By toritoratora - 26/11/2012 05:27 - United States - Huntington Beach

Today, I heard a teenage boy ask his friend, "So, is it, like, November in Australia too?" This is the future of America. FML
I agree, your life sucks 28 701
You deserved it 2 846

Same thing different taste

Top comments

To answer the teenagers question: No, we have a special month called Kangaroocember, where we all celebrate Australia by finding kangaroos and riding in their pouches. ...OF COURSE it's November in Australia. Just like the rest of the world. >.<

SApprentice 34

... I can only hope that the boy was trying to refer to the weather difference, and not the actual month, because otherwise this is just another crushing blow to my faith in humanity.

Comments

mimirod94 0

Yes...this is the future of our generation as a result of their parents...

RedPillSucks 31

Unfortunately, he wasn't just imprecise, he was conceptually wrong.

Theres idiots all over the world don't determine the future of America because of a few stupid people

This doesn't surprise me, I've had to explain where New Zealand is to an American.

Except it's December in australia due to the time zone difference. All of you got owned

I think the kid wanted to know for sure, because he at least understands that there is a time zone difference in every part of the world, but didn't know how much (bless his heart). At least he doesn't just assume that everywhere is the same, like Canadians celebrate thanksgiving in November, or that England celebrates the 4th of July, etc.

Well with the timezone difference, it would actually be December now

That doesn't necessarily mean they are stupid, sometimes I say stuff like that to start conversation or reference and inside joke.

Actually, it's a valid question. The names of the months are, just like the counting of the years or any other man-made concept, completely arbitrary. Australia use the same months with the same names as the rest of the western world, making their months fall on the opposite seasons to ours in the northern hemisphere. But they could just as well have displaced the months' names six months forward and called this month May instead of November, to make the seasons coincide with ours instead of the names. Or they could have called their months something completely different and had a different division of them. They could also just as well have called this the year 8505 or 52 or 1000003 and used a 32-hour clock and measured length based on "x number of IBM Model M keyboards in a row" and their traffic lights could have been white-blue-magenta, etc, etc. It's all as arbitrary as anything. But now they happen to use mostly the same concepts as the UK, since the current dominating population has its origins as a British colony.

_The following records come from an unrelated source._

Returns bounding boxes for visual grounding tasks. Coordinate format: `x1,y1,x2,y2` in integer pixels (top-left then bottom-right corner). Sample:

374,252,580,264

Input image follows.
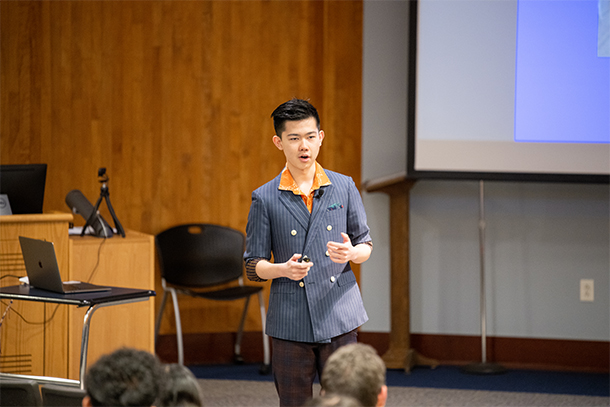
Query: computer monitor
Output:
0,164,47,215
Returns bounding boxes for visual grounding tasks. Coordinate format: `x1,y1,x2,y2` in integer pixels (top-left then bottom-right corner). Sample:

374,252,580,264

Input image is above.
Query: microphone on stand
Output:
66,189,113,237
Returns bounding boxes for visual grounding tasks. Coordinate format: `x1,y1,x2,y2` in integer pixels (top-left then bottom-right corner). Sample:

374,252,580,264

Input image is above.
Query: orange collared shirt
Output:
278,161,331,213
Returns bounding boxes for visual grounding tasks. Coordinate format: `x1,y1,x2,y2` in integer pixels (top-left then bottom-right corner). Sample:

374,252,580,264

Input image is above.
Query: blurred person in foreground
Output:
320,343,388,407
82,348,163,407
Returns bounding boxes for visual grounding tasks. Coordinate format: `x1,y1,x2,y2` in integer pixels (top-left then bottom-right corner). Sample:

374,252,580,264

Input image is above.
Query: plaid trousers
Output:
271,329,358,407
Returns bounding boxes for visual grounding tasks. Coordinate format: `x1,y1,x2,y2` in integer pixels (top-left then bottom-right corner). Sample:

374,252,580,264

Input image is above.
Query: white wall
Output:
361,0,610,341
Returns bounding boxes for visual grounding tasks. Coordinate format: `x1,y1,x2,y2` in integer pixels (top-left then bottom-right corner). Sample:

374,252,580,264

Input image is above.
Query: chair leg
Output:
258,291,271,374
233,296,250,363
155,290,167,352
168,288,184,365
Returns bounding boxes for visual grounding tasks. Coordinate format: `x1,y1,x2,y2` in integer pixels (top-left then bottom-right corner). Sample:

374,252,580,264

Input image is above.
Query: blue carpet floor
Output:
189,364,610,397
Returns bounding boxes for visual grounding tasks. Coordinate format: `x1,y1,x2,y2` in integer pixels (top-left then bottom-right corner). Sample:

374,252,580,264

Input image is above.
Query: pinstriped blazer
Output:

Its not a valid question. Even if Australians used Klingon for their months, the boy is the one referring to it, it's his naming conventions that matter.

It could be argued that the question is slightly misphrased and should have been "do they *call* it November in Australia", but that is just a common casual phrasing in speaking language. I could probably say "In Kurdistan it's currently the year 2624" and everyone would understand what I meant and not think I'm an idiot who believes they're actually in the future gregorian year 2624.